Family Deductible: A deductible that is satisfied by combined expenses of all covered family members. For example, a program with $25 deductible may limit its application to a maximum of three deductibles, or $75 for the family, regardless of the number of family members. (See Deductible.)

Fee-for-Service: A method of paying practitioners on a service-by-service rather than a salaried or capitated basis.

Fee Schedule: A list of the charges established or agreed to by a dentist for specific dental services.

Flexible Benefits: A benefit program in which an employee has a choice of credits or dollars for distribution among various benefit options, e.g., health and disability insurance, dental benefits, child care, or pension benefits. (See Cafeteria Plans; Flexible Spending Account).

Flexible Spending Account: Employee reimbursement account primarily funded with employee designated salary reductions. Funds are reimbursed to employee for health care (medical and/or dental), dependent care, and/or legal expenses, and are considered a nontaxable benefit.

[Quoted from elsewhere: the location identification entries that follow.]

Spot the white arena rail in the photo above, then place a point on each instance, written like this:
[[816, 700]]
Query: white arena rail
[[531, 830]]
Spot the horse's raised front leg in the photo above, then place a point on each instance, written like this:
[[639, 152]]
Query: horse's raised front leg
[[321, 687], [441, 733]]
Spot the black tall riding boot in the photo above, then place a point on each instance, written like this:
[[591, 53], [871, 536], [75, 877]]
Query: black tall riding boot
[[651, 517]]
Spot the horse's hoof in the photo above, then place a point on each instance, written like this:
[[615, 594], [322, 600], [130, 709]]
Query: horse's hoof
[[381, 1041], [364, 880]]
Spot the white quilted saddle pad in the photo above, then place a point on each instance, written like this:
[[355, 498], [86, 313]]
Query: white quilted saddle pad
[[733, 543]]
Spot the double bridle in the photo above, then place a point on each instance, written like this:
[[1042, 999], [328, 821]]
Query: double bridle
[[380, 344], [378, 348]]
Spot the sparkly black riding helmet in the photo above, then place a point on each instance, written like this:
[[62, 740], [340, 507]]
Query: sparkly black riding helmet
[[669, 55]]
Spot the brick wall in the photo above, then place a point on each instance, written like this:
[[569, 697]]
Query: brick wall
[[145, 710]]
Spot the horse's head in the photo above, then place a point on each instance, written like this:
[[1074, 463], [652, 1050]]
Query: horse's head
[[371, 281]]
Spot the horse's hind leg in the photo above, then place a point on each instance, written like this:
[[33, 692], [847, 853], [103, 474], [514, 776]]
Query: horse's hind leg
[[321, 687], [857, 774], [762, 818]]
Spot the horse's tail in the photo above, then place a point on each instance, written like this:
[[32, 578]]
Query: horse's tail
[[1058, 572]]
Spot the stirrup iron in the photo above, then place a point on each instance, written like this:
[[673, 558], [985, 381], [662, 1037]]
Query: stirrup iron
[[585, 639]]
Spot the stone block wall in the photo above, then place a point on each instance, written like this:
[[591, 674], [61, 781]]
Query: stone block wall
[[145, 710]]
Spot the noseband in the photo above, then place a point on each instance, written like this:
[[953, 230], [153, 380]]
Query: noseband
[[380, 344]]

Franchise Dentistry: Refers to a system for marketing a dental practice, usually under a trade name, where permitted by state laws. In return for a financial investment or other consideration, participating dentists may also receive the benefits of media advertising, a national referral system, and financial and management consultation.

Freedom of Choice: A provision in a dental benefit program that permits the insured to choose any licensed dentist to provide his or her dental care and receive full benefits under the program.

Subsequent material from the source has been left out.